Jaques A.K., Fukamizo T., Hall D., Barton R.C., Escott G.M., Parkinson T., Hitchcock C.A., Adams D.J.

The gene encoding a major, inducible 45 kDa chitinase of Aspergillus fumigatus was cloned and analysis of the deduced amino acid sequence identified a chitinase of the fungal/bacterial class which was designated ChiB1. Recombinant ChiB1, expressed in Pichia pastoris, was shown to function by a retaining mechanism of action. That is, the beta-conformation of the chitin substrate linkage was preserved in the product in a manner typical of family 18 chitinases. Cleavage patterns with the N-acetylglucosamine (GlcNAc) oligosaccharide substrates GlcNAc(4), GlcNAc(5) and GlcNAc(6) indicated that the predominant reaction involved hydrolysis of GlcNAc(2) from the non-reducing end of each substrate. Products of transglycosylation were also identified in each incubation. Following disruption of chiB1 by gene replacement, growth and morphology of disruptants and of the wild-type strain were essentially identical. However, during the autolytic phase of batch cultures the level of chitinase activity in culture filtrate from a disruptant was much lower than the activity from the wild-type.
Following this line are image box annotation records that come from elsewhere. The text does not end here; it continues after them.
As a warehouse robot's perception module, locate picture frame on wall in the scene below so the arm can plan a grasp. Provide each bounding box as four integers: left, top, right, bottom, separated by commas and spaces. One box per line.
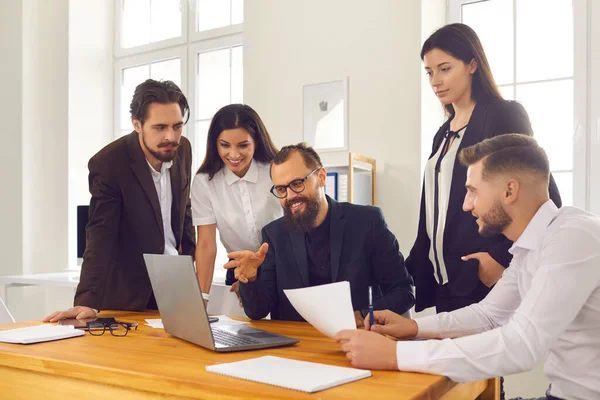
302, 77, 348, 151
325, 172, 338, 201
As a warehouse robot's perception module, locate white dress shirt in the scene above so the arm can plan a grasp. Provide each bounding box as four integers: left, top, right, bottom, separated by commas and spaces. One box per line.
396, 200, 600, 399
146, 160, 179, 256
425, 126, 466, 285
192, 160, 283, 253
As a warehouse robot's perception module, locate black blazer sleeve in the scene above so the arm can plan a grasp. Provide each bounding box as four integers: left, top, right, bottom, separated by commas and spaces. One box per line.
181, 140, 196, 257
484, 101, 562, 268
74, 158, 123, 309
370, 208, 415, 314
240, 228, 278, 319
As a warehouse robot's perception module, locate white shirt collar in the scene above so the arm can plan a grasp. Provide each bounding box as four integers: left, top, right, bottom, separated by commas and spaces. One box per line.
509, 200, 558, 254
146, 159, 173, 174
223, 160, 258, 186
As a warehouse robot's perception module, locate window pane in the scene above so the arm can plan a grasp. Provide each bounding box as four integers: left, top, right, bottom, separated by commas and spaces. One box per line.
517, 0, 573, 82
192, 119, 211, 168
498, 85, 515, 100
517, 79, 573, 170
150, 0, 181, 42
197, 0, 231, 32
197, 49, 231, 119
231, 0, 244, 25
120, 65, 150, 129
150, 58, 181, 89
462, 0, 512, 85
231, 46, 244, 103
121, 0, 150, 49
552, 172, 573, 206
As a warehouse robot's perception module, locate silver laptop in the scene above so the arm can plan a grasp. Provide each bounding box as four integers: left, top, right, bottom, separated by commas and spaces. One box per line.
144, 254, 298, 352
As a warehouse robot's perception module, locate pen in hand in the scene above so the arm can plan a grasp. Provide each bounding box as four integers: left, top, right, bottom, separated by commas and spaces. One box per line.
369, 286, 375, 330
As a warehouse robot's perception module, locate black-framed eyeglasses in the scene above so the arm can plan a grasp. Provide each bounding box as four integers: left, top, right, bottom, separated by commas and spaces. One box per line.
86, 321, 138, 337
271, 166, 323, 199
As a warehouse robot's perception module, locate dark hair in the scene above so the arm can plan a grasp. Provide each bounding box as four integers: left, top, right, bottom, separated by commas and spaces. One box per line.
273, 143, 323, 174
421, 23, 502, 116
129, 79, 190, 125
197, 104, 277, 179
459, 133, 550, 181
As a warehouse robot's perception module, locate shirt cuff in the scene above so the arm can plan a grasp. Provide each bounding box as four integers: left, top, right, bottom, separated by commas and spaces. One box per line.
192, 217, 217, 226
415, 315, 439, 339
396, 340, 429, 372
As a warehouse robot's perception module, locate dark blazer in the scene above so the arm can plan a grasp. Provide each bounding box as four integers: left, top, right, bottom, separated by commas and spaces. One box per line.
74, 131, 196, 311
240, 199, 414, 321
406, 101, 562, 311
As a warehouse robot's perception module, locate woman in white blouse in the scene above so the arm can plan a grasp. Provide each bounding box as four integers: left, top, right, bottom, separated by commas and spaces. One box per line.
191, 104, 283, 305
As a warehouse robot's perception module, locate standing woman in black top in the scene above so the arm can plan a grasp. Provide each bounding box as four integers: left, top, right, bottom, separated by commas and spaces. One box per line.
406, 24, 561, 312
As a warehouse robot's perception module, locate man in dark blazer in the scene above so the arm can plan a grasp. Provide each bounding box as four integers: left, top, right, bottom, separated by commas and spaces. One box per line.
226, 144, 414, 326
46, 79, 196, 321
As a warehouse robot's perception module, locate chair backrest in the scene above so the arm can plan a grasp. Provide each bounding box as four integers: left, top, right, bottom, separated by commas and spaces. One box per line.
0, 299, 15, 324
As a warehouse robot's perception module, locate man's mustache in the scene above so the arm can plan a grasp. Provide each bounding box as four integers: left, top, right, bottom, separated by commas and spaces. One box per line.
158, 142, 179, 148
285, 197, 308, 208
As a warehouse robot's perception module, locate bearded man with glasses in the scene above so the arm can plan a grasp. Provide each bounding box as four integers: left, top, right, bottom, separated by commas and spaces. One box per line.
225, 143, 415, 327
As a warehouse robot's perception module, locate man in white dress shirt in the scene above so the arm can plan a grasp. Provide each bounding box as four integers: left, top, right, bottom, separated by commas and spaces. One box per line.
336, 134, 600, 399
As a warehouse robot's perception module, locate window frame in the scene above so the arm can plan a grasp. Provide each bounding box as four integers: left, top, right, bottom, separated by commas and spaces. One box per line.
446, 0, 580, 206
113, 46, 188, 139
113, 0, 244, 283
114, 0, 188, 58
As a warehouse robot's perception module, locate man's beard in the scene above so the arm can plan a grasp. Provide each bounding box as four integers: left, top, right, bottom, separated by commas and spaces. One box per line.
142, 130, 179, 162
479, 200, 512, 237
283, 197, 321, 232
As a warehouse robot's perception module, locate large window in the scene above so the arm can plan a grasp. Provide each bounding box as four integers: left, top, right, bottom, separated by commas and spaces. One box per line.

The search for chitinases with morphogenetic roles in filamentous fungi should perhaps focus on chitinases of the fungal/plant class although such an investigation will be complicated by the identification of at least 11 putative active site domains for family 18 chitinases in the A. fumigatus TIGR database (

Microbiology 149:2931-2939(2003) [PubMed] [Europe PMC]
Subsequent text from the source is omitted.